Lloyds faces yet another massive fine—and a required compliance and cooperation regime—notwithstanding that the company’s DPA explicitly credits the bank’s aggressive remediation program, notes that the alleged conduct occurred “on the money-market desks in London,” and finds that the bank’s transgressions were “not pervasive” and “limited in scope” in comparison with other Libor banks.
Lloyds had little choice but to agree to these aggressive terms. Criminal investigations depress stock prices, impair the ability to obtain credit, distract key senior officials, and in the case of financial companies could lead to the loss of US banking or trading licenses.
As such, in recent years, many a big business, in and out of the financial sector, has agreed to a federal deferred prosecution agreement to avoid prosecution. Introduced by Bill Clinton’s Justice Department in 1993, federal DPAs have ensnared more than 300 American and foreign businesses in the last decade—including, in the last five years, ten of the 100 largest US companies by revenues and hosts of large foreign businesses, including Standard Chartered Bank, GlaxoSmith-Kline (GSK), and HSBC.

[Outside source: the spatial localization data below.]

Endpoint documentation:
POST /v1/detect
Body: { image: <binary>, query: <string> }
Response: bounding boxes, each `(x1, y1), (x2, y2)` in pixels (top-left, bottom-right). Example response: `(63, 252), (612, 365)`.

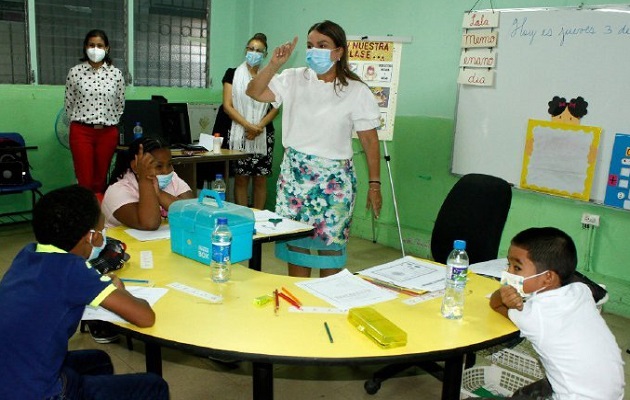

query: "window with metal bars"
(0, 0), (28, 84)
(134, 0), (208, 87)
(35, 0), (127, 85)
(0, 0), (209, 87)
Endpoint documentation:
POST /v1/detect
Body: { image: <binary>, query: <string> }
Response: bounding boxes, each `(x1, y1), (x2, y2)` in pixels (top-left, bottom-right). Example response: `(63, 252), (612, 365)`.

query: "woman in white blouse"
(65, 29), (125, 197)
(247, 20), (382, 278)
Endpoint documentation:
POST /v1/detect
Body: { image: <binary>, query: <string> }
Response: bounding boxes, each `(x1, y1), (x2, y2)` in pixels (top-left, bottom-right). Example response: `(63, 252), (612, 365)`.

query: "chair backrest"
(0, 132), (26, 147)
(431, 174), (512, 264)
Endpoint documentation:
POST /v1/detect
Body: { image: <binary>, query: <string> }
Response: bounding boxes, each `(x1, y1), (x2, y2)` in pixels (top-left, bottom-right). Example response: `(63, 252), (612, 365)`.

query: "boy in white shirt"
(490, 227), (624, 399)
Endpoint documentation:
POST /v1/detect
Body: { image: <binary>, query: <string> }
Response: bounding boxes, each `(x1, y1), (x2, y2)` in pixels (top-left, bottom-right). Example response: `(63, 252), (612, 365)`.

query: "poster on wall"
(520, 119), (601, 201)
(347, 40), (402, 141)
(604, 133), (630, 210)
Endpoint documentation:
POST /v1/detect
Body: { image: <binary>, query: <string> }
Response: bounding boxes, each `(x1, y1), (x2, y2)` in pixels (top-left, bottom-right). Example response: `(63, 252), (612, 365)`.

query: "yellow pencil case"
(347, 307), (407, 349)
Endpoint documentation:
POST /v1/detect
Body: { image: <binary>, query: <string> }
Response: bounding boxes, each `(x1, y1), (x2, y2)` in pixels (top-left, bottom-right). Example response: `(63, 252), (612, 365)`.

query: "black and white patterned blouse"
(64, 62), (125, 126)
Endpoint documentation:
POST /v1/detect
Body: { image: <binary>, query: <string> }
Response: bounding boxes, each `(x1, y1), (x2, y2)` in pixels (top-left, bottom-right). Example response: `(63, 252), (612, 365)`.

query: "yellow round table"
(107, 227), (518, 400)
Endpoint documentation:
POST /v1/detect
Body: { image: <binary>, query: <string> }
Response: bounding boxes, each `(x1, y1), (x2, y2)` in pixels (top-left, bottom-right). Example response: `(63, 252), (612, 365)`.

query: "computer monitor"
(119, 100), (163, 145)
(160, 103), (192, 146)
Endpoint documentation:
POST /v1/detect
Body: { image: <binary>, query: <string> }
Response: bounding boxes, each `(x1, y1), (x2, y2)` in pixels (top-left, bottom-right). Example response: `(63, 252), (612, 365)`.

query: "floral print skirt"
(274, 147), (356, 269)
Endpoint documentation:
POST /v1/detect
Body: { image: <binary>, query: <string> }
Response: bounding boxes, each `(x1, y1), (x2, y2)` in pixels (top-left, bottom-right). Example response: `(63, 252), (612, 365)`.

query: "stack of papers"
(295, 269), (398, 310)
(358, 256), (446, 292)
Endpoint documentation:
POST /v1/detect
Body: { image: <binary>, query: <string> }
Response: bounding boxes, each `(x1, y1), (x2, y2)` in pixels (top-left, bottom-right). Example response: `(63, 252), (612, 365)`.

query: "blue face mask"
(306, 48), (335, 75)
(245, 51), (264, 67)
(88, 228), (107, 261)
(156, 171), (174, 190)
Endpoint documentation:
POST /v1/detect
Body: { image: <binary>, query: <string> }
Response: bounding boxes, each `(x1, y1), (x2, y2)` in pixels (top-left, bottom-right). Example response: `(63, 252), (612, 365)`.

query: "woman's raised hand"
(270, 36), (298, 68)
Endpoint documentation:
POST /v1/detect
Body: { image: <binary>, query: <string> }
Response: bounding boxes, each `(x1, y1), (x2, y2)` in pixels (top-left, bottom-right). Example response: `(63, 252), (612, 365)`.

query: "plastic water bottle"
(211, 217), (232, 283)
(211, 173), (226, 201)
(441, 240), (469, 319)
(133, 122), (143, 140)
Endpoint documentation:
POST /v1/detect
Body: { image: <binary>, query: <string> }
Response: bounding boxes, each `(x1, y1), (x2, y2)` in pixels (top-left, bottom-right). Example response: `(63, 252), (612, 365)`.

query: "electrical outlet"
(581, 213), (600, 227)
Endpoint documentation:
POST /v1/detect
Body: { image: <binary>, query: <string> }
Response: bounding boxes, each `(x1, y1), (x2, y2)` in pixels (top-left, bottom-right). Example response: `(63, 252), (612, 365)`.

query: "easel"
(371, 141), (405, 257)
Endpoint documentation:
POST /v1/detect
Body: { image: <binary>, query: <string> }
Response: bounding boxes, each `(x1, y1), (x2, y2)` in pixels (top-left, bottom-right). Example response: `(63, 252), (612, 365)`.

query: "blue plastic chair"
(0, 133), (43, 223)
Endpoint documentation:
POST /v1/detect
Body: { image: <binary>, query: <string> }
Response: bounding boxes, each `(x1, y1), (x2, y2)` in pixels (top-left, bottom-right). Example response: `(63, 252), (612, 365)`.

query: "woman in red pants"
(65, 29), (125, 197)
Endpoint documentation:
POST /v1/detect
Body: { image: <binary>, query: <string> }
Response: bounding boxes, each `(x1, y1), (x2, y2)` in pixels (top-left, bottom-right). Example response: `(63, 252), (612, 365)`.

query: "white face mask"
(88, 228), (107, 261)
(156, 171), (174, 190)
(501, 270), (548, 299)
(86, 47), (106, 63)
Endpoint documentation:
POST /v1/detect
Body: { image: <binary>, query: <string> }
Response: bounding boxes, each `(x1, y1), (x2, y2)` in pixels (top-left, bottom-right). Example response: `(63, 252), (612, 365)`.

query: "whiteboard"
(452, 6), (630, 203)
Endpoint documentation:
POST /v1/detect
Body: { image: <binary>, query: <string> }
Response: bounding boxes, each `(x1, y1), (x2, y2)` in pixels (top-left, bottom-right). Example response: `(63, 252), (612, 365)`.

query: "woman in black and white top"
(65, 29), (125, 197)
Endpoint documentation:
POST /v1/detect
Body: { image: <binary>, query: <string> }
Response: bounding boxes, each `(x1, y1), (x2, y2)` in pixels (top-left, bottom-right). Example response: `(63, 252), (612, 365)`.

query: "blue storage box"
(169, 189), (255, 264)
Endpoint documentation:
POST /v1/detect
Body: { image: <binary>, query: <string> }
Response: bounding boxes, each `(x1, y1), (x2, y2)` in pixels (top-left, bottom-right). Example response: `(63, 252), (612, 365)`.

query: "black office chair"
(364, 173), (512, 395)
(0, 133), (43, 224)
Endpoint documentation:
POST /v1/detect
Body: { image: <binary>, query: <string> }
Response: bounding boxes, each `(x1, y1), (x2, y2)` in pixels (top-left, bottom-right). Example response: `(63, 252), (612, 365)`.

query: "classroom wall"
(250, 0), (630, 317)
(2, 0), (629, 316)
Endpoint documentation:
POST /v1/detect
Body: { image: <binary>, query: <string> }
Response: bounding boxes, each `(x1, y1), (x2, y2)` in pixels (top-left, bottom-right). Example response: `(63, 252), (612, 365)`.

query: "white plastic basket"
(488, 348), (544, 380)
(460, 365), (534, 398)
(596, 284), (608, 313)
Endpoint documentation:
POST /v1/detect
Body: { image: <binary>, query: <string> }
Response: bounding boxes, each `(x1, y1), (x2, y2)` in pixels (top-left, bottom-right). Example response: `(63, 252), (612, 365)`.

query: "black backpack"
(0, 137), (29, 185)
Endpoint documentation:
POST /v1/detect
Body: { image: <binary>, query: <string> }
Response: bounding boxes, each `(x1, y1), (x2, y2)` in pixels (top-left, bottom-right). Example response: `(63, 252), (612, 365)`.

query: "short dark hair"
(80, 29), (113, 65)
(511, 227), (577, 285)
(32, 185), (100, 252)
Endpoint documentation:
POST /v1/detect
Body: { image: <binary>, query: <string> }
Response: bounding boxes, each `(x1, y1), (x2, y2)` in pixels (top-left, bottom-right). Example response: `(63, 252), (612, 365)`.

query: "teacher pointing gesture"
(247, 20), (382, 278)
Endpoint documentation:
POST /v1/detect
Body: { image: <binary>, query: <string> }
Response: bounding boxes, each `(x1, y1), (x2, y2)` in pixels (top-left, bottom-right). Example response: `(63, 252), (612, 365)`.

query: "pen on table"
(273, 289), (279, 315)
(281, 286), (303, 307)
(278, 292), (301, 309)
(120, 278), (150, 284)
(324, 322), (334, 343)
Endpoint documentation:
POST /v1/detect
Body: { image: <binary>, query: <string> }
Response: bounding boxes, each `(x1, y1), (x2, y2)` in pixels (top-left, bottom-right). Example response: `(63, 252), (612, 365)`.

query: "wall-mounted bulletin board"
(452, 5), (630, 203)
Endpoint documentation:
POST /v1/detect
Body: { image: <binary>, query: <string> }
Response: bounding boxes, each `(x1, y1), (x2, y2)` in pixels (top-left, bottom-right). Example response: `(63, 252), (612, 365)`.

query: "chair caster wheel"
(364, 379), (381, 395)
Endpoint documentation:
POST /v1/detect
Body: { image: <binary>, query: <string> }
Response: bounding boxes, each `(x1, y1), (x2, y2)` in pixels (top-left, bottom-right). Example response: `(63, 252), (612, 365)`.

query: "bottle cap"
(216, 173), (223, 180)
(453, 240), (466, 250)
(217, 217), (228, 225)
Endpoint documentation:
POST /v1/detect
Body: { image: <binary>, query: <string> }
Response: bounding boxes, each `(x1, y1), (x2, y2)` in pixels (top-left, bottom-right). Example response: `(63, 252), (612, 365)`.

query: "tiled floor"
(1, 221), (628, 399)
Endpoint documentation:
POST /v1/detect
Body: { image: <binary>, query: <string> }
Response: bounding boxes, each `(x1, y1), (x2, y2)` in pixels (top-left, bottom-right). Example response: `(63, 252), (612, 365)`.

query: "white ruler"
(166, 282), (223, 303)
(403, 289), (445, 305)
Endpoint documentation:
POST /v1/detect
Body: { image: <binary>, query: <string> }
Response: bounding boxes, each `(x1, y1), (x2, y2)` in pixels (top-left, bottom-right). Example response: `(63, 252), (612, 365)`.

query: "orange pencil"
(281, 286), (303, 307)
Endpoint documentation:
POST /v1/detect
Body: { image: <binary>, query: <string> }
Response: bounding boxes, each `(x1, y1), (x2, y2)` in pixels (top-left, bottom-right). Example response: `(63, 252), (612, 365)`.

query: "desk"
(171, 150), (249, 194)
(109, 228), (519, 400)
(250, 223), (314, 271)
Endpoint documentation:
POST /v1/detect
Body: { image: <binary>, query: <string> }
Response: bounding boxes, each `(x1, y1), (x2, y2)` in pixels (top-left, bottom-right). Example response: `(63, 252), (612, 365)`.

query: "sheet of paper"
(82, 286), (169, 323)
(295, 269), (397, 310)
(469, 258), (507, 279)
(198, 133), (214, 151)
(358, 256), (446, 292)
(253, 210), (312, 236)
(124, 225), (171, 241)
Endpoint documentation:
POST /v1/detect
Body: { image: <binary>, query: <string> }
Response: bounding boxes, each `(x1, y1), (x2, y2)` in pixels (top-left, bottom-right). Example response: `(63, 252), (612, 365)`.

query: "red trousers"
(69, 122), (119, 195)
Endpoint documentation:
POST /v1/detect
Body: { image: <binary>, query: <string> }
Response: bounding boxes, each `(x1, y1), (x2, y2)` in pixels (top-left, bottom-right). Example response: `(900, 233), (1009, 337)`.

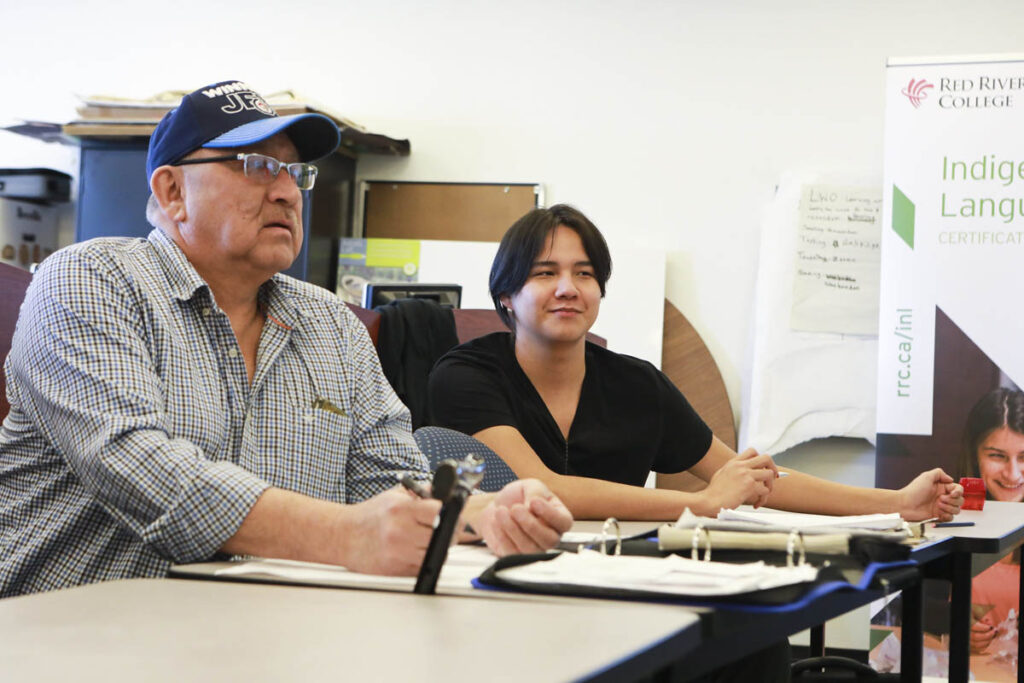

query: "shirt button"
(228, 348), (239, 358)
(202, 307), (211, 316)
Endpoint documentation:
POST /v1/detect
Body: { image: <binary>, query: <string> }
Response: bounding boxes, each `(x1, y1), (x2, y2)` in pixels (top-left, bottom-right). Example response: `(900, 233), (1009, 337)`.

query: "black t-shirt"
(427, 332), (713, 487)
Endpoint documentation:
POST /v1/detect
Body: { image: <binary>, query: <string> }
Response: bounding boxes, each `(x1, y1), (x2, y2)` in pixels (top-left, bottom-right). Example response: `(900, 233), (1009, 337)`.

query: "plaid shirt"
(0, 229), (428, 597)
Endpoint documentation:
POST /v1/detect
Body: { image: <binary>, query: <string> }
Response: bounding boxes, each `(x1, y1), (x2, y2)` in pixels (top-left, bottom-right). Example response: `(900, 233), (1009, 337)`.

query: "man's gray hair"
(145, 194), (165, 229)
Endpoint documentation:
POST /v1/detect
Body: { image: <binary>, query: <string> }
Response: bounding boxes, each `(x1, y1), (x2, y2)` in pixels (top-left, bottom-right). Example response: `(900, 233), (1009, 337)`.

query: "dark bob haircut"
(489, 204), (612, 330)
(958, 387), (1024, 499)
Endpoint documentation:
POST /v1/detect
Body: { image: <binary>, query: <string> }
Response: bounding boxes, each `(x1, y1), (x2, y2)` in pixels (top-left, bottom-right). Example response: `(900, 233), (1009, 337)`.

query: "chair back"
(0, 263), (33, 420)
(413, 426), (518, 493)
(345, 303), (381, 345)
(452, 308), (606, 347)
(345, 303), (606, 350)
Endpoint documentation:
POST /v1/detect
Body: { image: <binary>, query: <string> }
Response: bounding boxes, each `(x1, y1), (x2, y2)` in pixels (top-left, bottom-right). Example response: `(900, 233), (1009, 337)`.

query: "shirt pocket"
(246, 393), (352, 502)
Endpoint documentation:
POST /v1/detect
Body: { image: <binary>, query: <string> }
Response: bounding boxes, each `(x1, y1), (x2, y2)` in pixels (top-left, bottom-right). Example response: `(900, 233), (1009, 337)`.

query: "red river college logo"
(901, 78), (933, 108)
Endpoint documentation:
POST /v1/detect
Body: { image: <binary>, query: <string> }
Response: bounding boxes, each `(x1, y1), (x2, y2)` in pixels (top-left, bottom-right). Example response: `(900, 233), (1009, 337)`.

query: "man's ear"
(150, 167), (187, 222)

Apart from the hefty financial penalties imposed under DPAs, US government attorneys, with minimal transparency and little to no judicial oversight, regularly require significant changes to companies’ business practices beyond requiring that companies correct the specific practices alleged to be violations of the law. These deals have regularly required companies to implement new training and reporting programs, to change compensation schemes, to modify sales and marketing plans, to fire key personnel including chief executives, and to hire new officers and independent monitors reporting to the prosecutor.
Consider the aforementioned 2013 DPA entered into with RBS to resolve related claims that the bank manipulated Libor rate submissions. Notwithstanding that the alleged misconduct involved the foreign activities of a bank 82-per cent owned by the British government, American prosecutors assumed the authority to pre-clear the bank’s future public statements and to oversee its future interest rate submissions.
Time will tell the impact of US government prosecutors, with little business experience or financial training, assuming supervisory review of a key benchmark embedded in contracts around the globe. In other cases, the economic impacts of American DPAs have already been vast. A 2012 DPA between US Justice and HSBC, foisted upon the bank facing the loss of its US license, pushed the lender to abandon an array of business activities in parts of Asia and Latin America, thus depriving developing economies of critical access to capital.
As DPAs have emerged as the US government’s preferred tactic for fighting white-collar crime—including in companies and for activities outside America’s borders—foreign governments have begun to take notice. Last year, Parliament passed the Crime and Courts Act of 2013, which for the first time gives British prosecutors authority to negotiate corporate DPAs.
Fortunately, the new UK rules mandate a transparency, structure, and judicial oversight typically absent in American practice. The new UK rules ensure that judges must oversee every step of the DPA process and make findings in open court according to predetermined legal norms.
The US government’s approach toward corporations in these cases, however, has been essentially lawless. In case after case over the last decade, federal prosecutors have been serving as judge and jury, with near-unfettered discretion, to punish domestic and foreign businesses for alleged conduct in and out of the United States. In the process, these government lawyers with little business experience or economic training have assumed vast quasi-regulatory powers over huge swathes of business activity around the globe. It’s time to bring this underappreciated part of the regulatory state out of the shadows.